Foto oleh Nur Yulianto
Adalah Pak Timin, lelaki sepuh yang telah mengajari kita sebuah makna bahwa bahagia sejati bukanlah terletak pada melimpahnya harta, tingginya tahta, ramainya puji-puja, serta sempurnanya fisik dan rupa.
Kita bisa menemuinya di taman wiasata Grojogan Sewu di Tawangmangu. Lelaki itu memanggul box besar berisi minuman di kepalanya. Tangan kirinya dengan kokoh memegang box jualan sementara tangan kanannya menjadi penyangga kaki kedua-nya. Dari mulutnya terucap kata sebagai wujud ikhtiar menjajakan dagangannya.

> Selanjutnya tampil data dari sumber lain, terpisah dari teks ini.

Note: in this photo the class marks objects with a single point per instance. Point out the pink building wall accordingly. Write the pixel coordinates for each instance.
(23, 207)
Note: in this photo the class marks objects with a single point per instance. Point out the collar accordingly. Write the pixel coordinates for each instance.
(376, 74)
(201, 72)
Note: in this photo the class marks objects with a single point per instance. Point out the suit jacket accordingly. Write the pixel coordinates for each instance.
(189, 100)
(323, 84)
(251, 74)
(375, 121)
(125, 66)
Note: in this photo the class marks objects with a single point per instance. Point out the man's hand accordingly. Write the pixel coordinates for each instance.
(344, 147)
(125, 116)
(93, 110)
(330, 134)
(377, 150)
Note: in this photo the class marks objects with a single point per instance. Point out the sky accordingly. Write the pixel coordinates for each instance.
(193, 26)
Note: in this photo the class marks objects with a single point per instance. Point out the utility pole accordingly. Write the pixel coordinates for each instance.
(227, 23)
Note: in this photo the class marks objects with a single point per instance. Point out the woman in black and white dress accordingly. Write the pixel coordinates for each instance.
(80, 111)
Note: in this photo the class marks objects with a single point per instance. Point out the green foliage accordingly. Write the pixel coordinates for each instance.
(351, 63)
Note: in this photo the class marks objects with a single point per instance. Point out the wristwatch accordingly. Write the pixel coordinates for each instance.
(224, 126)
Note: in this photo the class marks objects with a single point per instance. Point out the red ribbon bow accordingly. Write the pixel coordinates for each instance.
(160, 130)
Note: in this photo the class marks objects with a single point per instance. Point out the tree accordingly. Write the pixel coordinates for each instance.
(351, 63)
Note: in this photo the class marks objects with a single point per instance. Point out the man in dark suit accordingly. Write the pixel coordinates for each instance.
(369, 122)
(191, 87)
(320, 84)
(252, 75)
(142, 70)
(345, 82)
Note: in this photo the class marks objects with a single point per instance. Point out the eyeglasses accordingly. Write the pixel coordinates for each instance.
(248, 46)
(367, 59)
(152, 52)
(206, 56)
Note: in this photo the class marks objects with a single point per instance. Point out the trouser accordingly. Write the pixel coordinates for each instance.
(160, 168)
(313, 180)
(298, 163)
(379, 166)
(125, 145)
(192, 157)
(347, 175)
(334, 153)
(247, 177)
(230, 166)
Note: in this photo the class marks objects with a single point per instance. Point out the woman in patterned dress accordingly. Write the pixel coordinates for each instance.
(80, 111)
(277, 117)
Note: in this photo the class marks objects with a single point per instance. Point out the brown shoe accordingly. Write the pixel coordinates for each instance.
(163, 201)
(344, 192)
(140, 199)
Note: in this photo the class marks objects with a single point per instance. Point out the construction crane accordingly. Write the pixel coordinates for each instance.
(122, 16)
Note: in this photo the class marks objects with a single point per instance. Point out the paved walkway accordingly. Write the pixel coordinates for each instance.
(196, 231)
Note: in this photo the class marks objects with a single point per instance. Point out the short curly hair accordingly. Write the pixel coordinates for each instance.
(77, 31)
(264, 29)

Dia istimewa. Dengan tegak dia berjalan menggunakan kruk. Tak ada raut lelah, tak ada ekspresi minta dikasihani. Kaki kanannya tak sempurna, hanya tersisa separuh paha. Jalan yang berundak-undak tentu bukanlah medan yang mudah baginya. Beratnya beban di kepala tentu menjadikan kesulitan tersendiri untuk terus melangkahkan kaki. Namun, kekuatan itu tetap terpancar dari sorot matanya.
Pak Timin, lelaki sepuh dengan tiga anak yang kesemuanya telah berkeluarga ini tak mau diam berpangku tangan. Tak mau menggantungkan hidup kepada anak-anaknya meski adalah sebuah kewajaran jika ia di usia tuanya diperlakukan istimewa oleh buah hati yang telah dibesarkannya.
Dia tak berharap balas atas kasih sayang yang diberikan kepada putra-putrinya. Ia tak membiarkan masa senjanya berlalu tanpa ada yang dilakukannya menjemput rizki dari Sang Pencipta. Ia memilih menjemput rizki dengan cara mulia, tanpa membohongi, tanpa mendzalimi, tanpa membuat orang lain terbebani.
Sungguh pak Timin mnegajarkan sebuah makna kepada kita, bahwa sejatinya tak mengeluh dalam kesulitan adalah sebuah wujud kesabaran, terus berkarya dalam keterbatasan adalah sebentuk kesyukuran. Dari sanalah kebahagiaan bermula.